И опять решительно зашагала своей дорогой…
Видели бы вы ее — маленькую, черную, точно вставший на задние лапки муравей, с белым узлом в руке, — как она торопливо семенила по белеющей под жарким полуденным солнцем тропинке, пересекавшей отлогие склоны холмов! Казалось, это решительный, неутомимый нос ведет ее все вперед и вперед; маки, украшавшие чепец, непрестанно дрожали и раскачивались, башмаки на резинках все гуще покрывала белая дорожная пыль. В знойной тишине только и слышались ее шаги — шлеп да шлеп, зажатый под мышкой зонтик упрямо соскальзывал вниз и чуть не падал. Сморщенные, увядшие губы под огромным нависшим носом были поджаты с выражением непреклонной решимости, и старуха все снова вздергивала зонтик повыше — да не падай ты, прах тебя побери! — или мстительно встряхивала накрепко стиснутый в руке узел. И порою бормотала что-то себе под нос в предвкушении какого-то спора со Скилеттом.

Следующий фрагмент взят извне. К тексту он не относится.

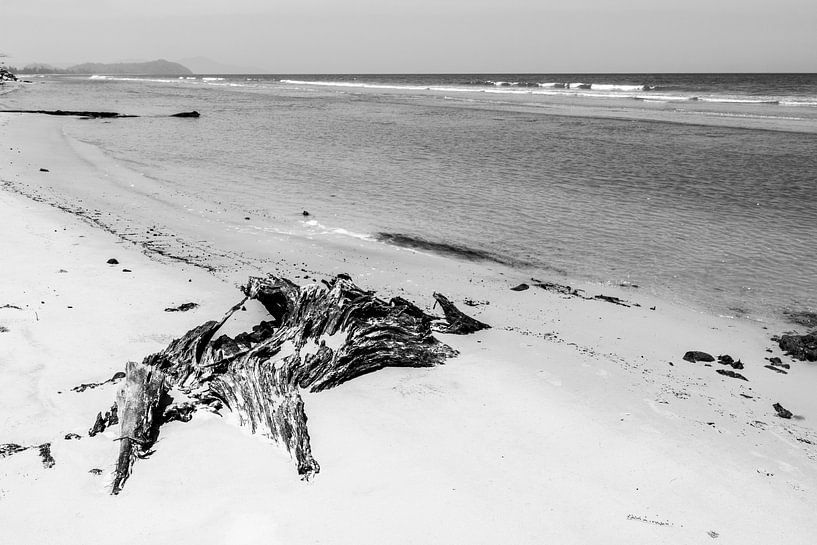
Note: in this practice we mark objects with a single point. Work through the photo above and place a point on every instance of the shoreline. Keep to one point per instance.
(605, 429)
(231, 253)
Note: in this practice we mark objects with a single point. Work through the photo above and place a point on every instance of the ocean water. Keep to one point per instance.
(699, 188)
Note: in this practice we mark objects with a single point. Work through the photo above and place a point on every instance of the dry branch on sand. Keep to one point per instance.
(316, 338)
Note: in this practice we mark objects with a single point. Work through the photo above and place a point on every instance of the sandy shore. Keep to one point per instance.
(571, 421)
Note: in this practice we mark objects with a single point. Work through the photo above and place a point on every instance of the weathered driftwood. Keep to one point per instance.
(316, 338)
(139, 403)
(801, 347)
(92, 114)
(104, 421)
(457, 322)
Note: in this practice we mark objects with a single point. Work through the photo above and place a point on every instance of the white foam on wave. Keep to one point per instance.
(324, 230)
(615, 87)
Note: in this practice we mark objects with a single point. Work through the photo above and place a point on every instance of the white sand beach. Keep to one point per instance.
(570, 421)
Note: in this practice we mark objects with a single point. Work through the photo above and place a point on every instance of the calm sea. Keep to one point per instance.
(700, 188)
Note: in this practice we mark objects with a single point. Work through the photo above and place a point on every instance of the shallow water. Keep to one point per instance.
(604, 186)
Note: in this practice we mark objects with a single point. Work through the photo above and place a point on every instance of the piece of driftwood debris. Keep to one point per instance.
(91, 385)
(45, 455)
(801, 347)
(194, 113)
(781, 411)
(696, 356)
(139, 402)
(44, 450)
(457, 322)
(184, 307)
(726, 359)
(102, 422)
(732, 374)
(316, 337)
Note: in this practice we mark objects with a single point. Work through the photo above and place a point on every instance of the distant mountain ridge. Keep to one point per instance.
(159, 67)
(204, 65)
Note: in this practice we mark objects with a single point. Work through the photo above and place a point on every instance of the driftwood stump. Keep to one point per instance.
(316, 338)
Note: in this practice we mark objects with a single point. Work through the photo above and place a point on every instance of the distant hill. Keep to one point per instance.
(160, 67)
(203, 65)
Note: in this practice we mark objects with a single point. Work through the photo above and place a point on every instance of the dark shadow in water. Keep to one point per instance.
(442, 248)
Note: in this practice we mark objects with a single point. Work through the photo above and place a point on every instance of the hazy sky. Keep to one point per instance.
(303, 36)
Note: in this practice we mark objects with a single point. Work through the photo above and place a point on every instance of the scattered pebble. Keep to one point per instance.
(184, 307)
(782, 412)
(696, 356)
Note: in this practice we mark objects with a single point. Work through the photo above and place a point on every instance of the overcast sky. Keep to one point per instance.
(311, 36)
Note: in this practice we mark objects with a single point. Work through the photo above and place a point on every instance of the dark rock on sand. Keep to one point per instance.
(45, 455)
(696, 356)
(775, 369)
(10, 449)
(781, 411)
(91, 385)
(457, 322)
(183, 412)
(102, 422)
(731, 374)
(726, 359)
(801, 347)
(184, 307)
(557, 288)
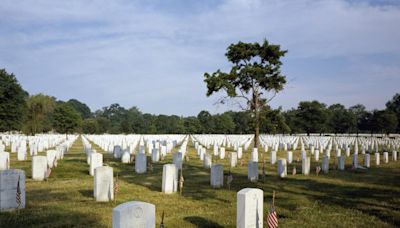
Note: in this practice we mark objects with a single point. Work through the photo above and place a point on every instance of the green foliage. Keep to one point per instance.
(12, 102)
(39, 114)
(312, 116)
(394, 106)
(66, 119)
(273, 121)
(341, 120)
(255, 72)
(384, 121)
(206, 122)
(90, 126)
(80, 107)
(224, 124)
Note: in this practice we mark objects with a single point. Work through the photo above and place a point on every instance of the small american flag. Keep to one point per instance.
(229, 179)
(47, 173)
(18, 195)
(55, 162)
(318, 169)
(116, 186)
(272, 218)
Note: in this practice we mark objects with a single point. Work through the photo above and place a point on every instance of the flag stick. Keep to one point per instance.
(273, 198)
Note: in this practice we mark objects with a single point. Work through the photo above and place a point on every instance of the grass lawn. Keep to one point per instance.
(351, 198)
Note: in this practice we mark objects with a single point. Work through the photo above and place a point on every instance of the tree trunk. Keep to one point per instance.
(257, 119)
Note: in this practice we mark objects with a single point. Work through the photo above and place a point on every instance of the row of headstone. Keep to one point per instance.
(249, 211)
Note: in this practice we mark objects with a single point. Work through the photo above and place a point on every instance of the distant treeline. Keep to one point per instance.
(41, 113)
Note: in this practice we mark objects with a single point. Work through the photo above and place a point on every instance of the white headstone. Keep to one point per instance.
(96, 160)
(4, 160)
(178, 159)
(377, 159)
(170, 178)
(249, 211)
(355, 160)
(305, 166)
(217, 176)
(252, 171)
(103, 184)
(289, 157)
(240, 152)
(273, 157)
(316, 155)
(39, 167)
(134, 214)
(386, 157)
(282, 168)
(325, 164)
(222, 153)
(233, 159)
(367, 160)
(341, 162)
(126, 157)
(207, 161)
(254, 155)
(8, 189)
(140, 163)
(21, 153)
(155, 155)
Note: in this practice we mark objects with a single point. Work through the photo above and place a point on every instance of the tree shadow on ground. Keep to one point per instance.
(202, 222)
(371, 201)
(47, 215)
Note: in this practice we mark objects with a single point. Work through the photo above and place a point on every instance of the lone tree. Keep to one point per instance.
(12, 102)
(254, 78)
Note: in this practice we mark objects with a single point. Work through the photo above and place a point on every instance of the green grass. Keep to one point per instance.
(361, 198)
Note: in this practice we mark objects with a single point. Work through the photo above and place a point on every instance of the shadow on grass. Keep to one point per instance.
(202, 222)
(377, 202)
(55, 215)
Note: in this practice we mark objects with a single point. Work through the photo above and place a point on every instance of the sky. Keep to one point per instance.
(153, 54)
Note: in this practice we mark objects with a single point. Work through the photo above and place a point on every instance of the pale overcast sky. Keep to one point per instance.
(153, 54)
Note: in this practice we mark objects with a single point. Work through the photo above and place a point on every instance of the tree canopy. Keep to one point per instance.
(12, 102)
(254, 73)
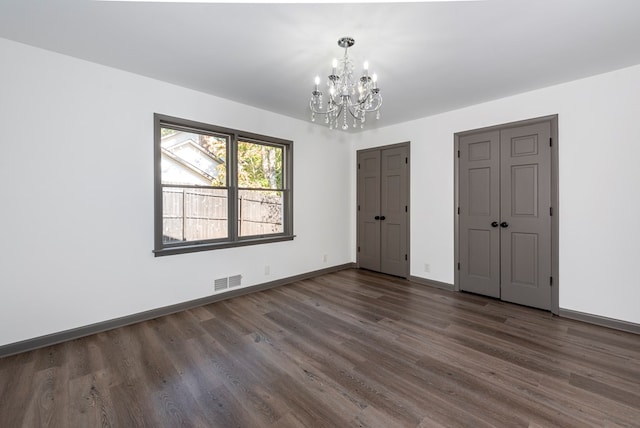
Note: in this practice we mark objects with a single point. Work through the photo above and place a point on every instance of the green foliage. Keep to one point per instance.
(259, 166)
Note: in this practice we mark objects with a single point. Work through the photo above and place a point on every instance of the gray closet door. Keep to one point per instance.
(480, 213)
(505, 221)
(525, 218)
(369, 209)
(393, 211)
(383, 194)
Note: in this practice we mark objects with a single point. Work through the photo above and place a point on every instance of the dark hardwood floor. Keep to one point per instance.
(352, 348)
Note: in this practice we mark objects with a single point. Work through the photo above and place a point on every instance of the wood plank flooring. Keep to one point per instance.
(348, 349)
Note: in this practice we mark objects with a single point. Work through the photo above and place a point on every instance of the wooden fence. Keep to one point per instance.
(198, 214)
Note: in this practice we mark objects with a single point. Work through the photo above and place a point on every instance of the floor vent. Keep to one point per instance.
(221, 284)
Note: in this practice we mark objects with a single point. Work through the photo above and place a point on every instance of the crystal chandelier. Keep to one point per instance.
(348, 96)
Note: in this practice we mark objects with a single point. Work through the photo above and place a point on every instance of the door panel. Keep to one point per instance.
(394, 207)
(479, 199)
(368, 209)
(525, 202)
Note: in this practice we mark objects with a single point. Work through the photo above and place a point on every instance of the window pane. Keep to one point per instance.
(260, 212)
(190, 214)
(191, 158)
(259, 166)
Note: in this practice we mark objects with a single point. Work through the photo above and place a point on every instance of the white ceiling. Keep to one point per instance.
(430, 57)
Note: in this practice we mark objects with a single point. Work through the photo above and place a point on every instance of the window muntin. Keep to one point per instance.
(217, 188)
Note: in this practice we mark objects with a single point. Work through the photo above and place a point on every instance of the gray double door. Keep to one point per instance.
(505, 214)
(382, 217)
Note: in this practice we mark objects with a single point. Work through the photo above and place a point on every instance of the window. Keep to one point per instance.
(218, 187)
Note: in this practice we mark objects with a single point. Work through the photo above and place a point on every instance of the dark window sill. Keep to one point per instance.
(192, 248)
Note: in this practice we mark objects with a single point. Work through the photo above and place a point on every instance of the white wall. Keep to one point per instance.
(76, 192)
(599, 182)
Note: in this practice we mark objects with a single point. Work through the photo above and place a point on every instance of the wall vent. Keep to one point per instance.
(235, 281)
(221, 284)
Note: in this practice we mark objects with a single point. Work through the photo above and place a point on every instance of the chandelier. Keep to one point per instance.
(350, 98)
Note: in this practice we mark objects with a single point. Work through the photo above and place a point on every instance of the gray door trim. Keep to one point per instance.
(406, 144)
(555, 224)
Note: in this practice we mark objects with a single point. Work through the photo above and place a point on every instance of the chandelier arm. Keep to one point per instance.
(377, 106)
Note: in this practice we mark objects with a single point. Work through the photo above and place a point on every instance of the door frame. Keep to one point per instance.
(555, 224)
(406, 144)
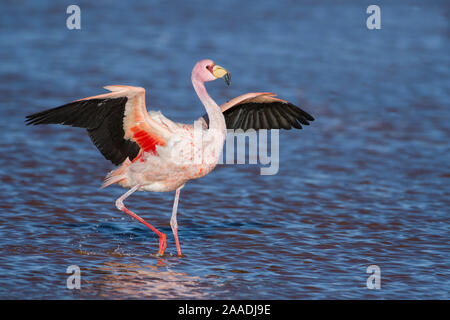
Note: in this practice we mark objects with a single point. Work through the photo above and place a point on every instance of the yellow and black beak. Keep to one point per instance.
(220, 72)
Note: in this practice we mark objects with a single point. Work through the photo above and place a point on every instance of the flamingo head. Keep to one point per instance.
(207, 70)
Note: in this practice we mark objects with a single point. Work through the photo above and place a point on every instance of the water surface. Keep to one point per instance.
(367, 183)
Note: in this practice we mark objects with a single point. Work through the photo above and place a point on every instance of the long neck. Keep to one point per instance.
(216, 118)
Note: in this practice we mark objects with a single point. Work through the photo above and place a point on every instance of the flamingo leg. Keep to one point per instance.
(173, 220)
(121, 206)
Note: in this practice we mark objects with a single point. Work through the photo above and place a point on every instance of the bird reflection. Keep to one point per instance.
(118, 280)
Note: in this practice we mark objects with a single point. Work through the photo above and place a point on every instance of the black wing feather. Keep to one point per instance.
(265, 115)
(103, 119)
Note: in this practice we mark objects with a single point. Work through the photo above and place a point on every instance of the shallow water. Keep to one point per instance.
(367, 183)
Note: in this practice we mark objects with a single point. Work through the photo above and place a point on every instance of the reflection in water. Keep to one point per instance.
(117, 280)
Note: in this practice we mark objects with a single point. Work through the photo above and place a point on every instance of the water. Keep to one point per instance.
(367, 183)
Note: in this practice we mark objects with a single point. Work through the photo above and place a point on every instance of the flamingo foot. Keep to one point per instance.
(162, 244)
(177, 242)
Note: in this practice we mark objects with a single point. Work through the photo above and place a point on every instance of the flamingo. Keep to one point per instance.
(156, 154)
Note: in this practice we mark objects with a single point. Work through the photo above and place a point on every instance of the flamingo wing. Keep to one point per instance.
(117, 122)
(261, 110)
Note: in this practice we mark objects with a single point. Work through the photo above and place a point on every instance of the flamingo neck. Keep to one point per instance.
(216, 118)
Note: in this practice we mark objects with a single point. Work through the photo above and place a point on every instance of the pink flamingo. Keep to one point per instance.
(156, 154)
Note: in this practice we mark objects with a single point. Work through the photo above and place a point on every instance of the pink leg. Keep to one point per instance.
(121, 206)
(173, 220)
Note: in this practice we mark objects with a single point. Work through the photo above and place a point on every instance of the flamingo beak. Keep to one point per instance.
(220, 72)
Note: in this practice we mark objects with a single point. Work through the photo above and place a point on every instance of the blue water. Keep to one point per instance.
(366, 184)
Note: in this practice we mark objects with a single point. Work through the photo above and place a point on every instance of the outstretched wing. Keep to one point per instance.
(261, 110)
(117, 122)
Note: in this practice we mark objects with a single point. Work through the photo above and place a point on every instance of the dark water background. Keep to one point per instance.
(367, 183)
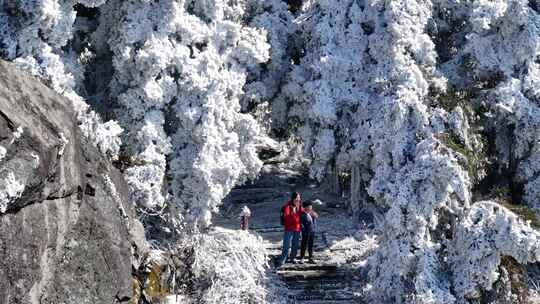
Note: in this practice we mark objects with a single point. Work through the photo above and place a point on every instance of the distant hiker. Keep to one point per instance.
(308, 221)
(244, 218)
(290, 218)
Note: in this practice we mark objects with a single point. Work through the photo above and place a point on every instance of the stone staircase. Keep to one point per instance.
(324, 282)
(320, 283)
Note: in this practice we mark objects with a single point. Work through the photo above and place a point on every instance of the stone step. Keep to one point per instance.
(324, 295)
(310, 285)
(305, 267)
(293, 275)
(343, 301)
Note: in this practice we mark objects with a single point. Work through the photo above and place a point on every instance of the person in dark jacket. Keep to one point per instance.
(291, 213)
(308, 221)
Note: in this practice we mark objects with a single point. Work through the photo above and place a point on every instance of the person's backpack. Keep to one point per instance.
(282, 215)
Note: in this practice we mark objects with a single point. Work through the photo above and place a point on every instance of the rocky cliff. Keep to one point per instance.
(65, 219)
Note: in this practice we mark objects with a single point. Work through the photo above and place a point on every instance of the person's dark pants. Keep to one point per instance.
(288, 238)
(307, 242)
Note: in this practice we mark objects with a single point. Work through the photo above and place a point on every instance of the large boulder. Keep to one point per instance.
(65, 222)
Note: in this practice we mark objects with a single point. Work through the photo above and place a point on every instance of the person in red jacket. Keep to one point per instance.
(291, 222)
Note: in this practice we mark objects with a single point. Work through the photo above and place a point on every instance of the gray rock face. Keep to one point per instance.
(64, 221)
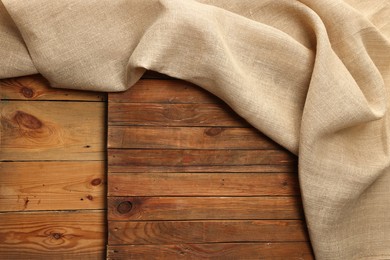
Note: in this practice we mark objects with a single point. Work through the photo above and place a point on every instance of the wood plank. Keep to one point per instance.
(174, 232)
(52, 185)
(202, 208)
(153, 114)
(202, 184)
(164, 91)
(189, 158)
(52, 235)
(52, 130)
(215, 251)
(36, 87)
(150, 74)
(188, 138)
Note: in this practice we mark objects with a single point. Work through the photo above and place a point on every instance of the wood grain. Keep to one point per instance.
(202, 208)
(154, 114)
(52, 235)
(52, 185)
(188, 138)
(36, 87)
(202, 184)
(215, 251)
(164, 91)
(52, 130)
(188, 158)
(190, 179)
(219, 231)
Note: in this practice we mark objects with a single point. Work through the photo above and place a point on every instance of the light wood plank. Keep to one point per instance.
(215, 251)
(202, 184)
(52, 185)
(188, 138)
(36, 87)
(52, 130)
(202, 208)
(164, 91)
(175, 232)
(154, 114)
(52, 235)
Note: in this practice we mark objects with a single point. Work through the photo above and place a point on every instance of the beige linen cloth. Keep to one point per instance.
(314, 75)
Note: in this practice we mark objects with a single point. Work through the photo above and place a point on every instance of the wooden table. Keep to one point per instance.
(187, 177)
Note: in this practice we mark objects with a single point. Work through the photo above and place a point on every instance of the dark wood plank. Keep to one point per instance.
(164, 91)
(188, 138)
(36, 87)
(202, 184)
(174, 232)
(215, 251)
(52, 130)
(52, 185)
(52, 235)
(153, 114)
(188, 158)
(202, 208)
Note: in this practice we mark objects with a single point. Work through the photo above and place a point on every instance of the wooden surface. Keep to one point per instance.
(52, 172)
(189, 179)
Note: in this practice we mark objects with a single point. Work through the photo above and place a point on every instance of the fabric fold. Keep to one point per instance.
(312, 75)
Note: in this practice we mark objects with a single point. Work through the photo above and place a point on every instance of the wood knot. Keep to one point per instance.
(27, 92)
(27, 121)
(214, 131)
(57, 235)
(124, 207)
(96, 182)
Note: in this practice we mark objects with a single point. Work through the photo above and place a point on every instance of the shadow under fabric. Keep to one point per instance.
(312, 75)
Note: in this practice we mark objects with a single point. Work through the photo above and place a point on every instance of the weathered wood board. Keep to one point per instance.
(190, 179)
(52, 171)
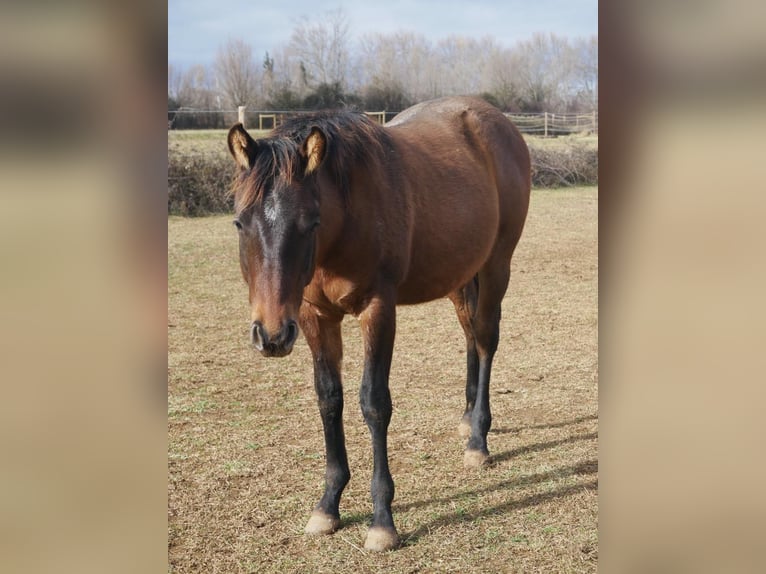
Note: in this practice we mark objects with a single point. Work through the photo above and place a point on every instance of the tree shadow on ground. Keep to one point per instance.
(581, 468)
(511, 430)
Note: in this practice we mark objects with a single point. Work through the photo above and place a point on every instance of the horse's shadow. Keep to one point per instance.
(582, 468)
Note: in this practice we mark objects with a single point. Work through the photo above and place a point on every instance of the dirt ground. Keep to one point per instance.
(245, 458)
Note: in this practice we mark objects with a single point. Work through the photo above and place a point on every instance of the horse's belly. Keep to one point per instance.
(440, 264)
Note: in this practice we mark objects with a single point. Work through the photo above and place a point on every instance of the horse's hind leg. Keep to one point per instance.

А впереди, в дымке голубого неба, постепенно вырисовывалась колокольня, и все яснее виднелся Чизинг Айбрайт — тихий уголок, такой далекий от суеты нашего буйного мира; там никто и не помышлял о Гераклеофорбии, что неотвратимо приближалась к этой обители тишины и спокойствия, притаившись в белом узле.
VIIНасколько я понимаю, куры-великанши нагрянули в Хиклибрау около трех часов пополудни. Должно быть, они ни минуты не теряли даром, хотя очевидцев не оказалось: на улице в ту пору никого не было. О том, что стряслось неладное, первым возвестил отчаянный вопль маленького Скелмерсдейла. Мисс Дар ген, почтмейстерша, по обыкновению от нечего делать глядевшая в окно, вдруг увидела огромную курицу, — та неслась по улице с несчастным ребенком в клюве, а за нею по пятам — еще две такие же громадины. Вы и сами, конечно, знаете, с какой невероятной быстротой враскачку бегут к кормушке выпущенные из курятника крепкие, сильные куры недавно выведенных пород. И знаете, что от голодной курицы никак не отвяжешься, она настойчиво требует своего. Как мне говорили, среди предков Бенсингтоновых цыплят были плимутроки, а они и без Гераклеофорбии долговязы и бегуны первоклассные.